Au BIT, Pékin vante sa «paix sociale»
Les jeunes ouvriers chinois se révoltent? Hors de ses frontières, Pékin n'en propage pas moins son modèle de sortie de crise et de dialogue social. Il n'y avait pas assez de sièges, jeudi dernier au siège du Bureau international du travail (BIT), pour écouter le panel de discussion organisé par la mission de Chine auprès des Nations unies à Genève sur le thème «Surmonter la crise: une expérience chinoise». «La prochaine fois, prévoyez une salle plus grande. On veut tous apprendre de la Chine», a fait remarquer un délégué syndical ougandais qui s'était déplacé pour cette 99e Conférence internationale du travail.
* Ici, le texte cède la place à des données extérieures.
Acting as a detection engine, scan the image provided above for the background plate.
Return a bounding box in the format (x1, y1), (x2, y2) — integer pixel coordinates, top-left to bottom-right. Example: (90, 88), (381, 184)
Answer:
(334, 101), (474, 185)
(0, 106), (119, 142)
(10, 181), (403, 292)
Auréolée de chiffres de croissance du PIB qui flirtent à nouveau avec les 9%, la méthode chinoise fait figure d'oracle. Wang Yadong, le directeur du Département de la promotion de l'emploi au Ministère des ressources humaines et de la sécurité sociale, a résumé ainsi la situation: la crise mondiale de 2008 a entraîné en Chine la perte de 13 millions d'emplois. Un plan massif d'investissements de l'Etat pour les années 2009 et 2010 doit permettre d'en créer 22 millions. Les grandes entreprises d'Etat - qui n'ont pas licencié - et l'embauche dans le secteur public ont en grande partie amorti le choc de la chute des exportations. A présent, le défi est de stimuler la demande intérieure qui doit prendre le relais comme moteur de la croissance.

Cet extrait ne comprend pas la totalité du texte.